Don’t let him go beyond the door, Emerson. Please. I know you don’t understand, but keep him out of the horde, please, nothing happened when I touched it, it all happened before. Of all of them, not him, I’ll never live it down if he sees what’s in there.
Of all my mishaps and mistakes, this was the worst of them, hands down. I could not gain control of the situation, I could scarcely make my wishes known, all I could do was suffer, over and over, as the sound kept coming like it was attempting to drown me. The mental shields I’d prided myself on were in tatters, leaving me miserably exposed and weak.
Weaker than I’d felt in my long lifetime.
I could hear the echo of my mate’s voice as he struggled to communicate with me, but I couldn’t make out a single word. My snarly ass dragon wasn’t even roaring anymore, it was curled in the corner of my mind, hissing occasionally, like it struggled to muster up the effort to do even that.
What a pair we made.
“Caro, focus on me, dammit!”
Two curses, that was never a good sign. Ionus sounded pissed. I hated when he was angry at me and truly, his tone was beyond furious. So far beyond that it rivaled only the high-pitched wailing inside my head.
For a moment, it almost reminded me of the dragonets’ cries when they needed something, only on a much grander scale.
“Caro!”
Goddess be damned I was trying.
“Go get the statue, now!” Ionus barked as the sound eased its grip on me.
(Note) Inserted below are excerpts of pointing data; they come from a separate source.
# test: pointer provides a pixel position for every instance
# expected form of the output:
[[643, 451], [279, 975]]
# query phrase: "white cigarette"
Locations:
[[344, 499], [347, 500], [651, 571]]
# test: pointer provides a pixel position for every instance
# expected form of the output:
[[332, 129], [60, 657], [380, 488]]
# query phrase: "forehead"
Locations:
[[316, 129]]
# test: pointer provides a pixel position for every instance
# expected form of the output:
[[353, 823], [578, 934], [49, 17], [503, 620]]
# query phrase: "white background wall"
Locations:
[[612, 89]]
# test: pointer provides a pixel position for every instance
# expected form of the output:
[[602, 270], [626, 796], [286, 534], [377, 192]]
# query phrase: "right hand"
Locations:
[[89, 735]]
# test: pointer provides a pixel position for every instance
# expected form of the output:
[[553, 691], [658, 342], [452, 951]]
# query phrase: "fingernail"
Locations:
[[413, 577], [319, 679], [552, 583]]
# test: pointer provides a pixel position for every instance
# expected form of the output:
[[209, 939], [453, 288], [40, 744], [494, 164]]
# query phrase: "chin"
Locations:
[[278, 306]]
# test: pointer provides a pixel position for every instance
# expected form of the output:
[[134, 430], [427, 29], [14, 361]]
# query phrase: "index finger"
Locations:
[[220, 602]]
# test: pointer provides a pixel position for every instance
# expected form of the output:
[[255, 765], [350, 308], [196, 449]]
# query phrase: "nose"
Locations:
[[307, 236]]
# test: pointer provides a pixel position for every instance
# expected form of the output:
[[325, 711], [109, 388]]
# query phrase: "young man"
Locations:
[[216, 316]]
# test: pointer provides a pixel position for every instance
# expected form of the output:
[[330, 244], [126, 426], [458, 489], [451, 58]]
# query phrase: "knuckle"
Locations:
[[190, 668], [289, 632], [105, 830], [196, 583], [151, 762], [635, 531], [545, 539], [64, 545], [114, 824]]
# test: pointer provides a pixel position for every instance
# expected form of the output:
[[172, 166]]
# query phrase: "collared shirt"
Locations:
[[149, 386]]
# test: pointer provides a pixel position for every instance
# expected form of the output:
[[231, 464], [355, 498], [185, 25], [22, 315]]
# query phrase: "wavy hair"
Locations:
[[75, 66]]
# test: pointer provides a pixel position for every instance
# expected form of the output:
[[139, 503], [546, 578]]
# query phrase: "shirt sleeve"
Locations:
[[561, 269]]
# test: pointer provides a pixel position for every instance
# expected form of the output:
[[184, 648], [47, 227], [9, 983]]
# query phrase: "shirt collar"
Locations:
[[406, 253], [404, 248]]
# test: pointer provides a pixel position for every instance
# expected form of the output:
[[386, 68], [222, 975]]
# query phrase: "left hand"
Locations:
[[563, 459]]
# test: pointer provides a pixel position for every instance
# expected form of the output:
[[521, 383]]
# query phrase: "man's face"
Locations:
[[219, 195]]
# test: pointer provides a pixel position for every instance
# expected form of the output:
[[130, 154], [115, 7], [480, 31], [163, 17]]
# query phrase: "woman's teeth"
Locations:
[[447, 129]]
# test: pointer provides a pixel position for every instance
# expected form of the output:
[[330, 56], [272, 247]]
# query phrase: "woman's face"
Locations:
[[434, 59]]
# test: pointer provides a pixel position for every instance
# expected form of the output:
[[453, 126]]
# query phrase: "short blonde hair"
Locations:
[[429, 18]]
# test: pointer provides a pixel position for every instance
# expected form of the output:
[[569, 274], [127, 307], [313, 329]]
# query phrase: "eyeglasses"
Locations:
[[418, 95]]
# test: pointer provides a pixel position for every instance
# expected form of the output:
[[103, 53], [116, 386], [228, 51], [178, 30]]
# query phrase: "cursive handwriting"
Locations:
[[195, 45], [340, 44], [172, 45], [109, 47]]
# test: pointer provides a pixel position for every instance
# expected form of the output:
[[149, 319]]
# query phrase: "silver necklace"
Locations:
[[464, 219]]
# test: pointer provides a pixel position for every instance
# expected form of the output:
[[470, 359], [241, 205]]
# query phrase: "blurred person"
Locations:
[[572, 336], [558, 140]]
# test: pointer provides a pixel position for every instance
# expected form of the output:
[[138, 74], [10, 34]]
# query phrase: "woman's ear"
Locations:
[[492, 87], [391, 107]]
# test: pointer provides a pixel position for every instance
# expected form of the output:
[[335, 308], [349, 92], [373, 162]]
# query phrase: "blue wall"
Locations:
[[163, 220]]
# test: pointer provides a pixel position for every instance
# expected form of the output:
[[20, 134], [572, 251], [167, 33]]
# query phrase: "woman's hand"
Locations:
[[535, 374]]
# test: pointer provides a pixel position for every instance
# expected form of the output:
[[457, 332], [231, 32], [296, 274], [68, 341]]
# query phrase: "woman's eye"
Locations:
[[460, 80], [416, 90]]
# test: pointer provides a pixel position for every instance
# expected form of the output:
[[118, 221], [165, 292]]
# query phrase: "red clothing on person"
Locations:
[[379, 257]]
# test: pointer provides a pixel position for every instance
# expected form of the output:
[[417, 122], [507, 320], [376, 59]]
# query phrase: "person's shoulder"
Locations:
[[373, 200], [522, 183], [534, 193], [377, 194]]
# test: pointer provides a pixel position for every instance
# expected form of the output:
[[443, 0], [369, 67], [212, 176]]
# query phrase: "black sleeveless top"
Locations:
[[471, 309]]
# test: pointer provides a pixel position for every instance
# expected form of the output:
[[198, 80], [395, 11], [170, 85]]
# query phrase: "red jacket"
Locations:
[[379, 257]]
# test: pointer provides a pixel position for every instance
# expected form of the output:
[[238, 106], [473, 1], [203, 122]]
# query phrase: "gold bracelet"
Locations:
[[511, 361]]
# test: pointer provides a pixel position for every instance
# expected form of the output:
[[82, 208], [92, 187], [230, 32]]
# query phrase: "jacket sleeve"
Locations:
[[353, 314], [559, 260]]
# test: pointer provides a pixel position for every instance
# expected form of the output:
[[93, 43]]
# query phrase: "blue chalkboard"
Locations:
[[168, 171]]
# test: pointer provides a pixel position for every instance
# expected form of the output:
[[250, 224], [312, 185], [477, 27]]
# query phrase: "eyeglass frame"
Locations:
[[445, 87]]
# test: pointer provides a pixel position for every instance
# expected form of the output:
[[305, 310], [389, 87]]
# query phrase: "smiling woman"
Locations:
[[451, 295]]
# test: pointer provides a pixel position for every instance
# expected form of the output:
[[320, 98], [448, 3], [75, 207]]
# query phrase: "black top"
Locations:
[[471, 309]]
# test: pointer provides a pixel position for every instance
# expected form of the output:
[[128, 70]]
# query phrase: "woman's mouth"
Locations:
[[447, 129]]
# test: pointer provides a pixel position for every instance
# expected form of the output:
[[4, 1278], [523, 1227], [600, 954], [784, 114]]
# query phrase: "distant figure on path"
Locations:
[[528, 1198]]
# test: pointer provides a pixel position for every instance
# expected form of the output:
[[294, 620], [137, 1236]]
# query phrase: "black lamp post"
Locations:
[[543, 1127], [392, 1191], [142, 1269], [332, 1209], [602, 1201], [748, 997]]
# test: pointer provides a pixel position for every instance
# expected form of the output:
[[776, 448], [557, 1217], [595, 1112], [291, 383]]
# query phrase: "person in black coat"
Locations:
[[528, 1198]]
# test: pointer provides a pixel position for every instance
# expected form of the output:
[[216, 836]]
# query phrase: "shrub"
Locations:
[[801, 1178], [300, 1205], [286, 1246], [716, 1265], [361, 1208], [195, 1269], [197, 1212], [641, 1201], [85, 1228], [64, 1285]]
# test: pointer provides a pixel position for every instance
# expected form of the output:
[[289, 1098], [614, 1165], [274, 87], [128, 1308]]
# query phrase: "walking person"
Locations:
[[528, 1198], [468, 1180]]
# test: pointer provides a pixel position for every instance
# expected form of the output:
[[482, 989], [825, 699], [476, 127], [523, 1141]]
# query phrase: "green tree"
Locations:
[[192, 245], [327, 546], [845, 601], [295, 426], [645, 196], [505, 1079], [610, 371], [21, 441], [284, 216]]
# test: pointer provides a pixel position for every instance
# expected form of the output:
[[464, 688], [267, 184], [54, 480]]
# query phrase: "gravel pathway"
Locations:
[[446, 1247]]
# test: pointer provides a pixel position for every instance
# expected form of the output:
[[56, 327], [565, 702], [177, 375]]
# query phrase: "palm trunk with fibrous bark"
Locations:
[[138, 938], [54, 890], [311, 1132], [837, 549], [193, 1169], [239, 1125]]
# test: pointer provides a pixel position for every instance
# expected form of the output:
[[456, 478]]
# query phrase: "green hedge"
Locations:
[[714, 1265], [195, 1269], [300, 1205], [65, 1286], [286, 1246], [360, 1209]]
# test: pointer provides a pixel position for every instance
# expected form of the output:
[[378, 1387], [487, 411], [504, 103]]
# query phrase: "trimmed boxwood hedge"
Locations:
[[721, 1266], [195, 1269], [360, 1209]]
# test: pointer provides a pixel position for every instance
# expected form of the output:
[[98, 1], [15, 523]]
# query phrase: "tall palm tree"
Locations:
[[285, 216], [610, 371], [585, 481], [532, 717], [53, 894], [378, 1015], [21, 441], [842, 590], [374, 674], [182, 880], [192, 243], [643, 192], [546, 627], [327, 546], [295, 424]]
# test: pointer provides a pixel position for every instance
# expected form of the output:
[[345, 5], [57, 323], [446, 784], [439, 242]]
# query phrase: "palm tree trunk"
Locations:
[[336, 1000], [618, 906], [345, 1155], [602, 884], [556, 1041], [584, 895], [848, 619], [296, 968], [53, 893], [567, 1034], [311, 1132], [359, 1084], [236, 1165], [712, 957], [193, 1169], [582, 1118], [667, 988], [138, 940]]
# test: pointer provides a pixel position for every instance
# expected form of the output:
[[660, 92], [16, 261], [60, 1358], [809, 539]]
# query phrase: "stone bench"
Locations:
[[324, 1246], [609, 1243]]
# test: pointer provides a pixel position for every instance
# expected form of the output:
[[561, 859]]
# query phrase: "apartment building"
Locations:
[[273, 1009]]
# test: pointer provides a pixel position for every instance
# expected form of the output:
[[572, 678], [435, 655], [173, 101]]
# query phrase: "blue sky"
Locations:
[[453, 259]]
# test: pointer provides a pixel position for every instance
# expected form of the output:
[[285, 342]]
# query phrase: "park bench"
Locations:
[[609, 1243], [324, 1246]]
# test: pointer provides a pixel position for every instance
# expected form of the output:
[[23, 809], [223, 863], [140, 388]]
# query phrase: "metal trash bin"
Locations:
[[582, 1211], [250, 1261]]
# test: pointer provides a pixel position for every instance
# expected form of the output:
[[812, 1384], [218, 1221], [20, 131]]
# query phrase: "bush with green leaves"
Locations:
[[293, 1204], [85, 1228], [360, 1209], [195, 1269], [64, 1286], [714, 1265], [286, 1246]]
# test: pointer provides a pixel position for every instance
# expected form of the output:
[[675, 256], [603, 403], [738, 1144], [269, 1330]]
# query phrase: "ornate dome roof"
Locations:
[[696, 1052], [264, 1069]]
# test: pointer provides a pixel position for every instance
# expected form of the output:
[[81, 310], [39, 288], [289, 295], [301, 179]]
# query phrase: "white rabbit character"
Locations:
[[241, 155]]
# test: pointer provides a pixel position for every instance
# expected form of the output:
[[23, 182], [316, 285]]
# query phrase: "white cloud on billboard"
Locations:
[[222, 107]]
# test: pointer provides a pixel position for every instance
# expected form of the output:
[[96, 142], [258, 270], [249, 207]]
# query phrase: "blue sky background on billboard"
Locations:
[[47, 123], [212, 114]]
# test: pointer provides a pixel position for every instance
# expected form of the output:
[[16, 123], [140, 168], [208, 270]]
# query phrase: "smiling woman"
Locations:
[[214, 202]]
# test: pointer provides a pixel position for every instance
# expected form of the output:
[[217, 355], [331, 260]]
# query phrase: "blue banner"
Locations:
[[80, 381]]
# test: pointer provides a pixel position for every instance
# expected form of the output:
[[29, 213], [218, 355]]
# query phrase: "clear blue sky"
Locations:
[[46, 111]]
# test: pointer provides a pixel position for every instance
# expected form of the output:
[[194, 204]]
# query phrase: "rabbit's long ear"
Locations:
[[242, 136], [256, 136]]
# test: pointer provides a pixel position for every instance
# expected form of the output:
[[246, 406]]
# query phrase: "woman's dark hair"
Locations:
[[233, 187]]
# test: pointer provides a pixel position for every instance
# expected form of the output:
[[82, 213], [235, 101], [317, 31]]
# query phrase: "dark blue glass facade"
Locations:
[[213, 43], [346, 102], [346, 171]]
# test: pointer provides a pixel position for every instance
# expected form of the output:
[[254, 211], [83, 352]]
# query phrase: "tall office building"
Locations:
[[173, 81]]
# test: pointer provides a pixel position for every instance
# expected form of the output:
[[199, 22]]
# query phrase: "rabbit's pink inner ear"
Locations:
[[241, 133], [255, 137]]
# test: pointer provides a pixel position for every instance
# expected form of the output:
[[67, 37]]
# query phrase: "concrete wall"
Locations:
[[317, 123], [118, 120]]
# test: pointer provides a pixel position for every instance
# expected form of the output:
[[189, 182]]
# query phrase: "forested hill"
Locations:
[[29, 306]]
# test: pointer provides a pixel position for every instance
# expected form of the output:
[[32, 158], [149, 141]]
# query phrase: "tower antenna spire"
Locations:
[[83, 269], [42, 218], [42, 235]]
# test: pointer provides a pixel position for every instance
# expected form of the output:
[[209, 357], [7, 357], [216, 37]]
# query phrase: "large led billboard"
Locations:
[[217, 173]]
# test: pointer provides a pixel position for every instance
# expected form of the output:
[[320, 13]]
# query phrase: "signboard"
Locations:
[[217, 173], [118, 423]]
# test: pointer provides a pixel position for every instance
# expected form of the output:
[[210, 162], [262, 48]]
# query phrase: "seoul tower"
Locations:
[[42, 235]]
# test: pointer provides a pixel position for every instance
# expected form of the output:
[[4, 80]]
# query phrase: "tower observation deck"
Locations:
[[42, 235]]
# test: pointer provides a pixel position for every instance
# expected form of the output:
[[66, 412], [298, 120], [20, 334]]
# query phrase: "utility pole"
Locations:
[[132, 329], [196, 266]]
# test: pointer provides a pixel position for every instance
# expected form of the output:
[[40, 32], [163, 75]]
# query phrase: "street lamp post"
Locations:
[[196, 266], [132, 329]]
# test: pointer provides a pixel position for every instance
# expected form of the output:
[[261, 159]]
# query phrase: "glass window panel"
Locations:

Some guardian. Some protector. I couldn’t believe how powerless I was against it.
Shame followed the sound, crushing me in a way the ocean depths never could. Filling me with bitterness and rage.
“Stop staring at me!” I snapped or tried too.
It came out like a weak croak and took way more effort than it should have. What the hell had I done to face such torment, especially when it could not be endured alone? Why had my goddess forsaken me?
“Brother, please, look at me.”
Ionus rarely said please. He rarely sounded like anything but the gruff, stern taskmaster he’d always been. Right now, he sounded almost broken, and I was gripped by a second wave of shame, this time over what I was inadvertently doing to him.
It was the only thing that made me move, and I fought to turn my face from where I had it buried against the cloth arm of thecouch. Inch by painful inch, I managed it and blinked bleary eyes up at him in an effort to focus.
“Can’t see you clearly,” I muttered, blinking again.
What I wanted was to sleep and hope the sound wouldn’t find me there. My dragon already slumbered, silently coiled in a tight mound in its corner. When had his hissing stopped? I couldn’t pinpoint the moment, not when thought was the last thing I wanted to attempt.
“And I can barely feel your dragon,” Ionus said. “I can barely feel you and you’re right here beneath my hand.”
It was only then that I realized he was stroking my hair the way he used to when we were children, and I’d cringe and shake while lightning tore across the heavens, accompanied by the booming echo of thunder.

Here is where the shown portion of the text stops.